DKG: One of the things Teddy Roosevelt did was to get out of Washington. He actually took train tours for six weeks in the spring and six in the fall. He knew that he had to hear, on a local level, what people were feeling. Somehow a train seemed a wonderful way to do that. Because they go through small villages as well as cities, he could meet with people along the way.
I've often thought that the trouble with today's transportation is that you can fly in and fly out. You're not getting a sense of how the local people are truly feeling. One wild thought might be to take regular train rides to feel what the country is feeling. I think she'll need to really keep in touch with that popular sentiment outside of Washington.

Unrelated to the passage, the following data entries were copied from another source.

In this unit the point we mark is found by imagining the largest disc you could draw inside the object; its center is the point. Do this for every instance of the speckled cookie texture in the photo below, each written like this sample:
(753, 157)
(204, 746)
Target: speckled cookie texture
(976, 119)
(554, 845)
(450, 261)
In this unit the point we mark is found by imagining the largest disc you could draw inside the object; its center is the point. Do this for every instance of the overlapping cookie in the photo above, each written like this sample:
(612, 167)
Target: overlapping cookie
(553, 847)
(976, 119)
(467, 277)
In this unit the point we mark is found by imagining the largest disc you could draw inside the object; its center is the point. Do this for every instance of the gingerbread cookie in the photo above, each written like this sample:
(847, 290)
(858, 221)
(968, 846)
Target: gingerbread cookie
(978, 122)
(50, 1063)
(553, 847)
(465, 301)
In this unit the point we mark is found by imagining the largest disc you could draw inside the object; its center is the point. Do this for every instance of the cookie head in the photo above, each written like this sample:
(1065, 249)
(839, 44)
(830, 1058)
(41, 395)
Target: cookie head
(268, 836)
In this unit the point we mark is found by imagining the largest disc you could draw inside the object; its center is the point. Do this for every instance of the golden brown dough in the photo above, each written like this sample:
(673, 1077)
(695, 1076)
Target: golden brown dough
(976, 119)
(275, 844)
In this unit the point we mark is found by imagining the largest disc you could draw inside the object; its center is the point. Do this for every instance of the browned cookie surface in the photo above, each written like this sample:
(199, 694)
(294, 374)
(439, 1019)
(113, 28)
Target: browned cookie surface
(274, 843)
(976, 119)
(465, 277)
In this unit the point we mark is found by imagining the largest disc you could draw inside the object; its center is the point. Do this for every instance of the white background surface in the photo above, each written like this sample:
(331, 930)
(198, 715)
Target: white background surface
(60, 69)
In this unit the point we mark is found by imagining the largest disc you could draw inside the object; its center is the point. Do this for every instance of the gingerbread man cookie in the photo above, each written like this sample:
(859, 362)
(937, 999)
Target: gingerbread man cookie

The other thing, obviously, would be to reach across the aisle and have more congresspeople and senators to the White House, like LBJ used to, to ensure that you've made the best effort to spend time with them.
DS: The Trump candidacy has attracted an unusual amount of misinformation, including outright conspiracy theories. Can you talk about the history of misleading information and its influence on presidential campaigns?
DKG: In contrast to a time when you had three television networks who pretty much agreed on the facts, now because of the polarized cable structure – and because people are listening to like-minded people for what they want to hear – you have a fractured sense of what's true and what's not. And even if facts get checked, it doesn't matter. That makes it much harder to govern, when there is such a split between what different people perceive as reality.
It seems to me that this has happened more in this election than it has since the 1850s, when the country was splitting apart between North and South. In my lifetime, it's been as difficult in this election as I've seen it.
DS: So the 1850s are the closest correlation?
DKG: People always ask me if there's solace in history. And I say, "Well, it may not give you solace that it was worse in the 1850s leading up to a Civil War!" (laughs) For example, when Charles Sumner was dinged over the head by a southern congressman, he was out of the Senate for two years. It was a brutal assault. He was heroized in the North, and the southern congressman who assaulted him was heroized in the South.
I don't think we're at that stage now. But it's dangerous when you have a campaign where the dialogue is so much coarser than it has been in recent times. Now young children are hearing discourse during these debates – and afterward on television – that has to be affecting the way we think about politics and the country.
Another issue is that there is so much stuff out there today – on the internet, in various places – that people can pull anything from anywhere. And even if you say "That's not factually true," there's always yet another article that says it is. If you're so used to people throwing around expert opinions from somebody-or-other, you don't know how to make sense of them all.
It used to be that people had figures – political leaders, or people like Walter Cronkite in the old days –where you had a sense of trust in their authority. But I'm not sure that those figures exist in the same way that they used to. So you're just left on your own to mediate this whole thing, and it's very hard. The more information we have, sometimes the less we know, because there's no way to filter it.